The reversion to a lower-rate, broad-based VAT was backed by Super Value’s principal, Rupert Roberts, who told Tribune Business it was a mistake for the Minnis administration to “unravel” that model. And he argued that the impact from making so-called breadbasket food items VAT-able would be offset by the two percentage point VAT reduction on non-food spending.

“The controversial VAT [elimination] on bread basket items was a mistake originally. The New Zealanders warned the FNM and DNA if they ever came to power not to do anything to unravel VAT,” Mr Roberts said. “We were involved in the negotiations. It was the first thing that the FNM did with an election promise, which reduced Government’s revenue and left the system open to fraud.

Most families spend an average of 20 percent of their income on food. Therefore they will have a 10 percent increase on 20 percent of their income, and a 2 percent reduction on 80 percent, which will balance out.

“Our calculations indicate that government will collect the same revenue. We are not surprised at government’s actions as we expected the problem would be reversed if a new government came to power.”

Breadbasket foods that are presently VAT-free include baby foods and cereals; rice; butter; corn beef; flour; and fresh milk. And current VAT-free medicines also include those for heartburn and indigestion; aspirin; cough, cold and allergy medications; and those that deal with pain and fever.

Rather than rely on zero-ratings and exemptions to minimise VAT’s impact on lower income Bahamian families like its predecessor, the Davis administration plans to do this via social security payments - something it believes will be more efficient. The report’s contents indicate that it was compiled, and completed, in the months following May’s 2021-2022 original Budget. 

Meanwhile, the UoB study warned that The Bahamas needs to achieve an average 5 percent annual gross domestic product (GDP) growth rate over the next decade to return the Government’s finances and the economy to “a healthy state of affairs”.

To achieve this, it added that the country needed to attract “significant” investment in multiple industries at levels far higher than it has traditionally done so, while recommending that there be a major focus on renewable energy to reduce electricity costs and thus keep inflation under control.

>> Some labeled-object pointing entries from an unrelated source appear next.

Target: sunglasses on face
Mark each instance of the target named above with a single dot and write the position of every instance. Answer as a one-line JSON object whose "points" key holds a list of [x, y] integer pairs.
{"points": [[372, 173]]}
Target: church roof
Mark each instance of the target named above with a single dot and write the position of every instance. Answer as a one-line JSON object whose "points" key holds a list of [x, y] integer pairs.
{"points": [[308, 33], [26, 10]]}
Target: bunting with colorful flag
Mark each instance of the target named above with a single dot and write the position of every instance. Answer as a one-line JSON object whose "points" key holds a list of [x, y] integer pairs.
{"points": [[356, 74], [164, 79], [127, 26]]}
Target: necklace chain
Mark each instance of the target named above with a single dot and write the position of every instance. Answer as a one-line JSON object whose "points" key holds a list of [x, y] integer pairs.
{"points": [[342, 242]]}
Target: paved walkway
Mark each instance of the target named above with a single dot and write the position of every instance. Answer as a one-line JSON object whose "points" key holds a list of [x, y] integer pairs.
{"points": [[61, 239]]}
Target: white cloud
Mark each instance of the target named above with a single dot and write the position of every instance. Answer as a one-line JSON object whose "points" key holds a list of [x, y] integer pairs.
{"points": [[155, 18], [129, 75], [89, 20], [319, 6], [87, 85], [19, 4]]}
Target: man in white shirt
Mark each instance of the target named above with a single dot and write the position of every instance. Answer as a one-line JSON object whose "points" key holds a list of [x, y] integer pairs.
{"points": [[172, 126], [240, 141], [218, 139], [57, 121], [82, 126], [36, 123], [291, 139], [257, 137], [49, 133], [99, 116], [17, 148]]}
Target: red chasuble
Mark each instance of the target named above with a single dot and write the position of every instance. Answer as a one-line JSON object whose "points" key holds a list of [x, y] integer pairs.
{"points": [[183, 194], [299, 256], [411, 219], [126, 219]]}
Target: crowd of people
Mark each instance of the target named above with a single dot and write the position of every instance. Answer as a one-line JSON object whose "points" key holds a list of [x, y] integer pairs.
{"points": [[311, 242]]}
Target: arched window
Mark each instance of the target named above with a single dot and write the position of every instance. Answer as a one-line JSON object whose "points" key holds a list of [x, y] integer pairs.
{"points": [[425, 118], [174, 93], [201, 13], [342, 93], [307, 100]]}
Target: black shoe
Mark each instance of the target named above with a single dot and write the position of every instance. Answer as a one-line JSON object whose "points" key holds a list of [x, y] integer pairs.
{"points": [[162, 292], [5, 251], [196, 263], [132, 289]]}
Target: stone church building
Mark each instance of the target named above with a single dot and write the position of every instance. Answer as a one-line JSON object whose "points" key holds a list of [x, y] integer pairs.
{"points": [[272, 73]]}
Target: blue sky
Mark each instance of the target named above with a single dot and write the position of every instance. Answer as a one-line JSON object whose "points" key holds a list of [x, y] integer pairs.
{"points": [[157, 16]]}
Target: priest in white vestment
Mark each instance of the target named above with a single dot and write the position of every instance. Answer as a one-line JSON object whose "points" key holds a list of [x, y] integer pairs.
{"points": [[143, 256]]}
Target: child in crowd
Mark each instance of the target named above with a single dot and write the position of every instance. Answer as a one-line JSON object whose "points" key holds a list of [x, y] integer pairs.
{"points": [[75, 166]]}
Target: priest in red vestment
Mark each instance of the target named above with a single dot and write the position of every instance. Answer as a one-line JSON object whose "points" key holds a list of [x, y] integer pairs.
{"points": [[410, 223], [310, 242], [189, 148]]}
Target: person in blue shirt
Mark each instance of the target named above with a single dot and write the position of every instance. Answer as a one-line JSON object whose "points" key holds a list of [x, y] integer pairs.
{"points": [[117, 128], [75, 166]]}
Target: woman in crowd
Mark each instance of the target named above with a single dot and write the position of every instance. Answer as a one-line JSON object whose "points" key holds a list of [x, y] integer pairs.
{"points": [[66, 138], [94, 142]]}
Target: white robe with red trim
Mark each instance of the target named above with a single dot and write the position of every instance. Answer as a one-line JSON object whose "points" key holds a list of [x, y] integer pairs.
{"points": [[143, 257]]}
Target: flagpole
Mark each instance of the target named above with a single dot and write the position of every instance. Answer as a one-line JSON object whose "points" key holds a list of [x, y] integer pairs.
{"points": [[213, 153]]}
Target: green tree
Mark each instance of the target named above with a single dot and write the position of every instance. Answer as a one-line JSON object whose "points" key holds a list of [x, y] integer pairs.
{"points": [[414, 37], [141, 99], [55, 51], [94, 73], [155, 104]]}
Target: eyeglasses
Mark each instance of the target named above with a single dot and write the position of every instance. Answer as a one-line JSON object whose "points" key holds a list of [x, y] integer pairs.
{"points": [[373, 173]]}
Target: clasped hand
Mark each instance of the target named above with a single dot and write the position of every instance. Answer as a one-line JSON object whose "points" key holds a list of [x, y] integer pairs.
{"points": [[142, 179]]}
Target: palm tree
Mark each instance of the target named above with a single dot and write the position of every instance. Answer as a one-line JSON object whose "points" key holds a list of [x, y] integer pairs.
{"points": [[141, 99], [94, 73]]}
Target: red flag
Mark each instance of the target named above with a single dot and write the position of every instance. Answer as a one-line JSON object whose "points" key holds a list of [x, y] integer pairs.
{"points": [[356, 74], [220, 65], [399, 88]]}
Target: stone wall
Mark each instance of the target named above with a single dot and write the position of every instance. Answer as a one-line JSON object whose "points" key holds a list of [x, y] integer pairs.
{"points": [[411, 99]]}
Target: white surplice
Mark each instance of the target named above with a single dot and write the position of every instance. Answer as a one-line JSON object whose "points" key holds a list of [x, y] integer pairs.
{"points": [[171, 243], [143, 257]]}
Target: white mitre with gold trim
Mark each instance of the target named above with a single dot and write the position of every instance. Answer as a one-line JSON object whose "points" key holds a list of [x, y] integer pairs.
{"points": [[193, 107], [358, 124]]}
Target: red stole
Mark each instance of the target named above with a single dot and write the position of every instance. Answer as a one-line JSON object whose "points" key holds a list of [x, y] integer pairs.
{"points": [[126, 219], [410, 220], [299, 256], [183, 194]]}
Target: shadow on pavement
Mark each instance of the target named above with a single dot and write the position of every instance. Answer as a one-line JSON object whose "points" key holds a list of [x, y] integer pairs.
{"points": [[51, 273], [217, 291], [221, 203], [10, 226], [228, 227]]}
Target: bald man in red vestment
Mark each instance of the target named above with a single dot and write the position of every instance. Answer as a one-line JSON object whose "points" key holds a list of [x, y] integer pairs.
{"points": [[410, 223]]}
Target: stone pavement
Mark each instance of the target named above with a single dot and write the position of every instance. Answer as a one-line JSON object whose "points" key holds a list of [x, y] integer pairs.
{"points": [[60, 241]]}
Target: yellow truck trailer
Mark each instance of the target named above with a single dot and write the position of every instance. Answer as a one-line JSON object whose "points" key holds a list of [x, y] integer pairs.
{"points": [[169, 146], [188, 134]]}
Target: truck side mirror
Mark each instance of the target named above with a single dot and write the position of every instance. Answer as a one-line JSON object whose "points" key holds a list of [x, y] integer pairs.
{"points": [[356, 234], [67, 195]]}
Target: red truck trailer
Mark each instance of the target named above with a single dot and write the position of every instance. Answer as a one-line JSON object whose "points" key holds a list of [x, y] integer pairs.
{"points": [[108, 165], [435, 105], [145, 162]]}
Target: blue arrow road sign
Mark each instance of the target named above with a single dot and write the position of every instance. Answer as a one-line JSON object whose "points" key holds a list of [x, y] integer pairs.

It revealed that, based on an August 12, 2021, note from outgoing BPL chairman, Dr Donovan Moxey, the state-owned energy monopoly has estimated a $451m investment is required if it is to generate 33 percent of its energy from renewable sources by 2030. 

“To reverse its current economic and fiscal trajectories, and achieve targets that represent a healthy state of affairs for the country, The Bahamas must generate economic growth levels averaging about 5 percent over the next ten years,” the UoB study said, while conceding “that this has not been achieved previously but must be targeted moving forward.

“To achieve such high levels of growth, the country must attract significant direct investment over multiple economic sectors. Of the five economic sectors under review, the highest yields come from investments in the “transformation and trade” sectors while the largest impact on GDP comes from the tourism sector.

“Reducing inflationary pressures from high levels of investments that generate a significant number of jobs, and therefore tightens the job market, a significant investment in renewable energy is necessary to curtail price increases,” the report continued.

“To optimise the benefits of a growing economy to the country’s fiscal outcomes, reducing government tax expenditures, i.e.concessions, is necessary. And in alternative scenarios where there is no direct investment, increased dependency on non-renewable energy, and increases in tax expenditures occur, the economic and fiscal circumstances of the country deteriorate below the baseline.”